バナバ島民のギルバート諸島への反感は,鉱区使用料の百数十倍ものリン鉱業関係歳入が,ギルバート諸島に占有されていることで強まった。そこでバナバ島民代表は大型モーターボートで,ランビ島からバナバ島に帰ったが,ギルバート諸島政庁はバナバ島を封鎖地区に指定し,バナバ島以外で生まれたバナバ島民の入国を禁止した。
1976年6月にギルバート諸島政庁は,バナバ島民に15項目の提案を行った。それはバナバ島への帰島・フィジーとの二重国籍取得・バナバ自治政府樹立などであったが,バナバ島民はその提案を拒否した。
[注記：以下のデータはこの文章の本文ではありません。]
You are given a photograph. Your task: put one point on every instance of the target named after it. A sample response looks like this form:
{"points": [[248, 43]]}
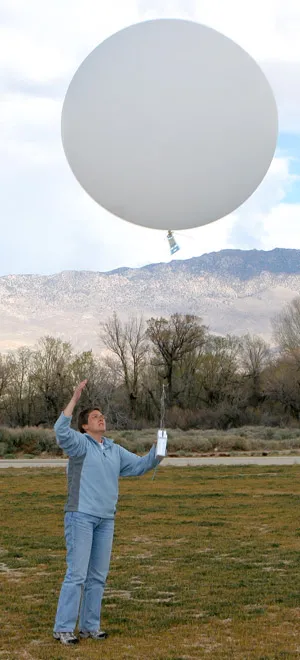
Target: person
{"points": [[95, 465]]}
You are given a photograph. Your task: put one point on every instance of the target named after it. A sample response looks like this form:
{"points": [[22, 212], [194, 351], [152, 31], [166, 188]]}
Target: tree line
{"points": [[210, 381]]}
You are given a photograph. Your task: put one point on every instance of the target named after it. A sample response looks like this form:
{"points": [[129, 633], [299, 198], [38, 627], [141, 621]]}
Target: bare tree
{"points": [[217, 377], [129, 345], [19, 399], [173, 339], [52, 366], [286, 328], [255, 357]]}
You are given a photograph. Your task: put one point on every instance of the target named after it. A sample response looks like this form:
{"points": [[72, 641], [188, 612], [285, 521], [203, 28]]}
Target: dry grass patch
{"points": [[205, 564]]}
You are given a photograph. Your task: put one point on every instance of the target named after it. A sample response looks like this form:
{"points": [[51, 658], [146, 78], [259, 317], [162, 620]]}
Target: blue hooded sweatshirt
{"points": [[94, 470]]}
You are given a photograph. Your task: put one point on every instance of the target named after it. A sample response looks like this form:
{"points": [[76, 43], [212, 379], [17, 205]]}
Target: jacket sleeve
{"points": [[134, 466], [72, 442]]}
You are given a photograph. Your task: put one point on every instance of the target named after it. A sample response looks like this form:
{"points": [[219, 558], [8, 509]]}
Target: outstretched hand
{"points": [[78, 391]]}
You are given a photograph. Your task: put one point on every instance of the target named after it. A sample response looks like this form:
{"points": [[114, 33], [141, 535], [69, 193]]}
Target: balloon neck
{"points": [[172, 243]]}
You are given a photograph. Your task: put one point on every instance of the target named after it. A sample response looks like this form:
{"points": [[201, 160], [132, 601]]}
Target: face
{"points": [[96, 422]]}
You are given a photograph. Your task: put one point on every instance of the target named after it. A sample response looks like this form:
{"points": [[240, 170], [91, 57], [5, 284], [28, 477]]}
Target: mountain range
{"points": [[233, 291]]}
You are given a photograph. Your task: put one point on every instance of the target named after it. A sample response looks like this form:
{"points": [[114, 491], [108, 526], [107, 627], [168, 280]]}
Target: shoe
{"points": [[66, 638], [94, 634]]}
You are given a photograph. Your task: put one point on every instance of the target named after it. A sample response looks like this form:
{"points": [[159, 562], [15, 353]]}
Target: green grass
{"points": [[205, 564]]}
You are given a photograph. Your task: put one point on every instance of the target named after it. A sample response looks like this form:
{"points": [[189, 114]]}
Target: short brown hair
{"points": [[84, 416]]}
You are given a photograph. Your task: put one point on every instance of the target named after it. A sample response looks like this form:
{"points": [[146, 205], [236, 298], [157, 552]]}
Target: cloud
{"points": [[48, 222]]}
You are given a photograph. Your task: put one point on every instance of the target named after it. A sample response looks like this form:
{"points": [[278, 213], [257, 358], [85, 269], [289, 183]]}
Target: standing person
{"points": [[95, 465]]}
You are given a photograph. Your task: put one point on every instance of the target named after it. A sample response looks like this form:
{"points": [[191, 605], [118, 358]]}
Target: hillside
{"points": [[233, 291]]}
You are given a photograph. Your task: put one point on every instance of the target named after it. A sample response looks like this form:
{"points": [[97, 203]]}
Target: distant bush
{"points": [[29, 440], [34, 441]]}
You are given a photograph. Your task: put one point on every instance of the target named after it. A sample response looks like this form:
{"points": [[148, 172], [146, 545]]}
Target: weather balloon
{"points": [[169, 124]]}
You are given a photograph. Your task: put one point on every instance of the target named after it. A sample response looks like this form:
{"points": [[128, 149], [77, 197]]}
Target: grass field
{"points": [[205, 564]]}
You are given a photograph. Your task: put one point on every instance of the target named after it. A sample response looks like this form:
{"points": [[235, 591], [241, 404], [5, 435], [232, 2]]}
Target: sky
{"points": [[48, 224]]}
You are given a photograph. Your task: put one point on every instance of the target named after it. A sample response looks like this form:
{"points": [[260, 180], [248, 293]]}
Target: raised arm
{"points": [[72, 442], [134, 466]]}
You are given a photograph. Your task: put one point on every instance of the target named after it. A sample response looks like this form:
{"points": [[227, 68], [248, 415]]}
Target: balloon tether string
{"points": [[162, 418]]}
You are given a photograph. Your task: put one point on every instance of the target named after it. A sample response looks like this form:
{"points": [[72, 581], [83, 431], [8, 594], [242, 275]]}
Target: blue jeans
{"points": [[89, 542]]}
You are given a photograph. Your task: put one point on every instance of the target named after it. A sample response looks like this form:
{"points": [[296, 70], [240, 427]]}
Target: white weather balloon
{"points": [[169, 124]]}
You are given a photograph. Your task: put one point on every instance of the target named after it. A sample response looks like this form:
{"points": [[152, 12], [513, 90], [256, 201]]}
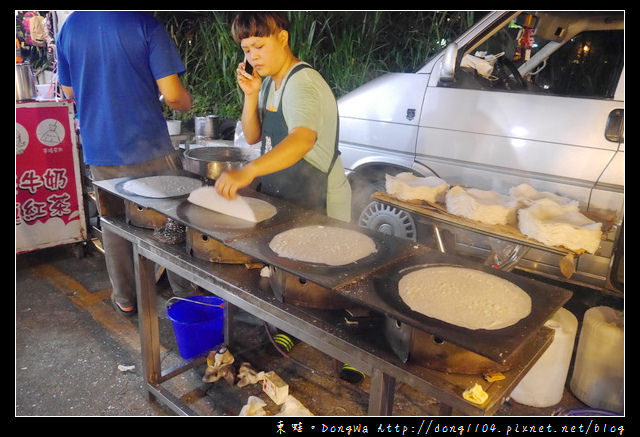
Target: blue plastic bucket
{"points": [[197, 324]]}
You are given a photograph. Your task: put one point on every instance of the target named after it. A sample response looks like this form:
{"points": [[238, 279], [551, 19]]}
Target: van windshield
{"points": [[542, 53]]}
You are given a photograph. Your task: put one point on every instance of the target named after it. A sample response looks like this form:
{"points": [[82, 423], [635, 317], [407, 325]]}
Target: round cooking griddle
{"points": [[204, 218], [159, 186]]}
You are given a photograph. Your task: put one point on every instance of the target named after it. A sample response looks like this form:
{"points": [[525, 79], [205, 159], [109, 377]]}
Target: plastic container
{"points": [[174, 127], [598, 371], [198, 324], [543, 385]]}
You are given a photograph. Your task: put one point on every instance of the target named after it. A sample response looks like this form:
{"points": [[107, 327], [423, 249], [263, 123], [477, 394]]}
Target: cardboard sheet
{"points": [[242, 207]]}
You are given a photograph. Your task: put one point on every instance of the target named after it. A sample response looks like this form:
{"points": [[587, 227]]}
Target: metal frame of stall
{"points": [[244, 291]]}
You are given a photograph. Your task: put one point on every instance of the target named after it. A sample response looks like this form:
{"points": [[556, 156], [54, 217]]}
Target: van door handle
{"points": [[615, 125]]}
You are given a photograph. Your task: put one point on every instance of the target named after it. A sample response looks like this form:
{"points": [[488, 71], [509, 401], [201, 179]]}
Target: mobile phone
{"points": [[248, 68]]}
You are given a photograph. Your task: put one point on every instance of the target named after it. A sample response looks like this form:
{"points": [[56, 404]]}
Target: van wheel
{"points": [[388, 220]]}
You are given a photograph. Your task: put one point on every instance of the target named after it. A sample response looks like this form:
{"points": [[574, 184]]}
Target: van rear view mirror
{"points": [[448, 65]]}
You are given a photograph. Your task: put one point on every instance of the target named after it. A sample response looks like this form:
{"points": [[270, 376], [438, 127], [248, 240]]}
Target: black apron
{"points": [[301, 183]]}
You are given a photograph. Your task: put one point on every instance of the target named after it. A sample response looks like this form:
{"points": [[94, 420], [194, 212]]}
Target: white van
{"points": [[552, 118]]}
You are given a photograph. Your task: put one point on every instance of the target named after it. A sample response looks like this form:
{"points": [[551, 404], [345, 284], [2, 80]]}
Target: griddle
{"points": [[389, 249], [380, 292], [371, 282]]}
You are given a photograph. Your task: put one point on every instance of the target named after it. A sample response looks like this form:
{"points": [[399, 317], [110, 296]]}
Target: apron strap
{"points": [[267, 84]]}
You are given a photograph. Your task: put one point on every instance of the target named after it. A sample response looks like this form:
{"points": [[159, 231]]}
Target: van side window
{"points": [[589, 65]]}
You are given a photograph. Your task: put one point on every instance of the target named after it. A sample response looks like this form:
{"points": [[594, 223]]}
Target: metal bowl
{"points": [[211, 162]]}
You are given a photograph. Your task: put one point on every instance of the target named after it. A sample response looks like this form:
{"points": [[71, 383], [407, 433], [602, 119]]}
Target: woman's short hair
{"points": [[258, 23]]}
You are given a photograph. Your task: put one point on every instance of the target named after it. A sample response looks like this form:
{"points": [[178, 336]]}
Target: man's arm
{"points": [[174, 93]]}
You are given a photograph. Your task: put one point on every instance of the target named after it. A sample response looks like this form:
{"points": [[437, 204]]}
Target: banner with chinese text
{"points": [[49, 208]]}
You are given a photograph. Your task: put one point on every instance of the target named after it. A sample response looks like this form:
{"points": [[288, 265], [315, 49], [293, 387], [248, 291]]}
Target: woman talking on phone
{"points": [[290, 108]]}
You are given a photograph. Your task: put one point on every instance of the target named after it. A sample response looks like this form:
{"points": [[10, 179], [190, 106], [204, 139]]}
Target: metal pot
{"points": [[25, 82], [210, 162]]}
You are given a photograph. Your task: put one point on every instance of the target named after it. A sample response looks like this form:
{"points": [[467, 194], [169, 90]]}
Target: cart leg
{"points": [[381, 394], [147, 318]]}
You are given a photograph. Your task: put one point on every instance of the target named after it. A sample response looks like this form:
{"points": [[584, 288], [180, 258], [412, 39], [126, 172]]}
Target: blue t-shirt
{"points": [[112, 61]]}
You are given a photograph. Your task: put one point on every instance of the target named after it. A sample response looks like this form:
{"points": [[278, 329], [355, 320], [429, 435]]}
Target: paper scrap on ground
{"points": [[242, 207], [254, 407]]}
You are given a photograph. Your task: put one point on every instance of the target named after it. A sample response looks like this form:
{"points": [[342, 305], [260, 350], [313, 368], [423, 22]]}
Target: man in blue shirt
{"points": [[115, 65]]}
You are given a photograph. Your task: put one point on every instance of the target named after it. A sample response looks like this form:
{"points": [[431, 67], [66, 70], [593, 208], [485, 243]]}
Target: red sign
{"points": [[47, 180]]}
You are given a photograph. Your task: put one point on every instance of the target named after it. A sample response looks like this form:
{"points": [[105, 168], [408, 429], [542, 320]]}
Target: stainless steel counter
{"points": [[245, 289]]}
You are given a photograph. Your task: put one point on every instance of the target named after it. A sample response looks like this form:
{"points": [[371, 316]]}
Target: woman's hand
{"points": [[249, 84], [229, 182]]}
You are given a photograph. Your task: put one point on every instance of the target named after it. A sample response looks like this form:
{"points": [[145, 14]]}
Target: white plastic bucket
{"points": [[598, 372], [543, 385]]}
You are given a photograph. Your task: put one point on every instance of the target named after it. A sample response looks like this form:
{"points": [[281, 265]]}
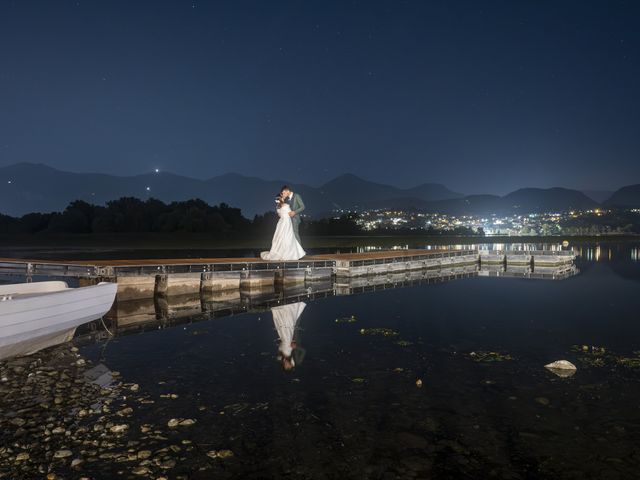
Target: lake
{"points": [[439, 377]]}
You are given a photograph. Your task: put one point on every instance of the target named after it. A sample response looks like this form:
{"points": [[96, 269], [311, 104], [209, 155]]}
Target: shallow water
{"points": [[352, 407]]}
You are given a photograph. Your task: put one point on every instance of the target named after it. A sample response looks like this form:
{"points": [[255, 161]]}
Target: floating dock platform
{"points": [[146, 278]]}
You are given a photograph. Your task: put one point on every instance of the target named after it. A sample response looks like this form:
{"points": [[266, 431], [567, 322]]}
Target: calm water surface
{"points": [[352, 406]]}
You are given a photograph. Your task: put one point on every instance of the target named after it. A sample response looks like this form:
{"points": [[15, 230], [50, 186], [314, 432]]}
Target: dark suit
{"points": [[297, 206]]}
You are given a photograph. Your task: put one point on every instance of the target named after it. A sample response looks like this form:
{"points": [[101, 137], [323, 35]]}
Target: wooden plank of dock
{"points": [[376, 255]]}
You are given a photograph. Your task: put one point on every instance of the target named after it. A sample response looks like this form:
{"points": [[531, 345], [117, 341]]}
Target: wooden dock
{"points": [[148, 277]]}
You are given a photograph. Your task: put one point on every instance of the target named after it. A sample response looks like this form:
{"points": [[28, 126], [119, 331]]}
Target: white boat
{"points": [[36, 315]]}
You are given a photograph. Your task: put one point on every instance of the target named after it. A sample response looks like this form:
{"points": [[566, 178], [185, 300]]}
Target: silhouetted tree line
{"points": [[132, 215]]}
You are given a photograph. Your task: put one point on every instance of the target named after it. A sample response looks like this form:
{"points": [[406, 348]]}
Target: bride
{"points": [[284, 245]]}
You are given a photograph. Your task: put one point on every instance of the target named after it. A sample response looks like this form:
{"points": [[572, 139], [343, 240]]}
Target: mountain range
{"points": [[29, 187]]}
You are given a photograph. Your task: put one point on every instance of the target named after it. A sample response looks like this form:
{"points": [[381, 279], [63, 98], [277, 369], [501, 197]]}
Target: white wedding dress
{"points": [[284, 245]]}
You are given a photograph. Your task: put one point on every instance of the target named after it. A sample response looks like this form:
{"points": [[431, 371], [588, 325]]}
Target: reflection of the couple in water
{"points": [[286, 319]]}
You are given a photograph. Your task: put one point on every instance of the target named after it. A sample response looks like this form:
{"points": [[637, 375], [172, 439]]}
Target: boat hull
{"points": [[33, 317]]}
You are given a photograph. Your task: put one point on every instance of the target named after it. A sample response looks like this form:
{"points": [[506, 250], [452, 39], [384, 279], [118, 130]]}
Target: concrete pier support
{"points": [[286, 277], [518, 260], [136, 287], [257, 279], [220, 281], [318, 274], [178, 283]]}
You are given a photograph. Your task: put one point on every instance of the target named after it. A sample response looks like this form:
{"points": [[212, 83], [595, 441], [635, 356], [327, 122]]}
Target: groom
{"points": [[297, 206]]}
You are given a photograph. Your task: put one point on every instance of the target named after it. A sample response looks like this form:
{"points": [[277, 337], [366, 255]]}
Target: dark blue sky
{"points": [[484, 96]]}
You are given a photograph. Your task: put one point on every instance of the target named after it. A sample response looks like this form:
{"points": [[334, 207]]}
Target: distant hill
{"points": [[28, 187], [628, 196], [598, 195], [524, 200]]}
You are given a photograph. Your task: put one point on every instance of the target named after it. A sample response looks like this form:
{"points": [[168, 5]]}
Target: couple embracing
{"points": [[286, 239]]}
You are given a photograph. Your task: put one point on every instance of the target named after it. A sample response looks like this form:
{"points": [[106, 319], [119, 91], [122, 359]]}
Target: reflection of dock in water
{"points": [[145, 278], [161, 311]]}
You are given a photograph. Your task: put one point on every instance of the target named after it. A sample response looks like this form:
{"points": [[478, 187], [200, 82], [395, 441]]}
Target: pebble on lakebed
{"points": [[59, 422], [562, 368]]}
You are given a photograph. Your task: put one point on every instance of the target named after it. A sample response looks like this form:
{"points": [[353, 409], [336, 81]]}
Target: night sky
{"points": [[483, 96]]}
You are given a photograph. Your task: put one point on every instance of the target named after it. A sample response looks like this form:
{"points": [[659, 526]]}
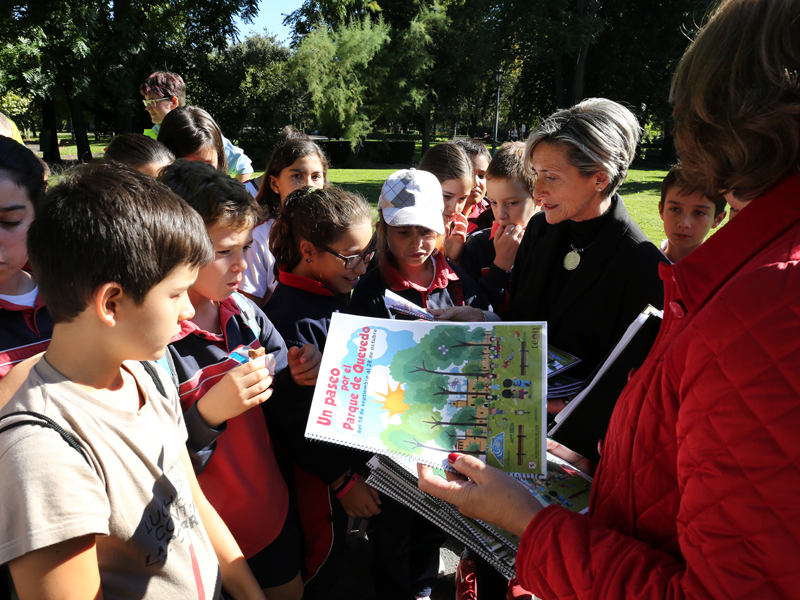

その後もバナバ島民は,鉱区使用料の問題,ギルバート諸島からの分離独立問題で,イギリス政府やロンドン高等裁判所で争い続けたが,その要求は一部しか認められないまま,ギルバート諸島がキリバス共和国として1979年7月に独立したとき,その領土の一部ということになった。バナバ島民はその後も要求を撤回していないが,バナバ島のリン鉱石は1979年中に掘り尽くされてしまった。バナバ島民の最大の武器であったリン鉱石収入は,その後は入ってこなかったわけである。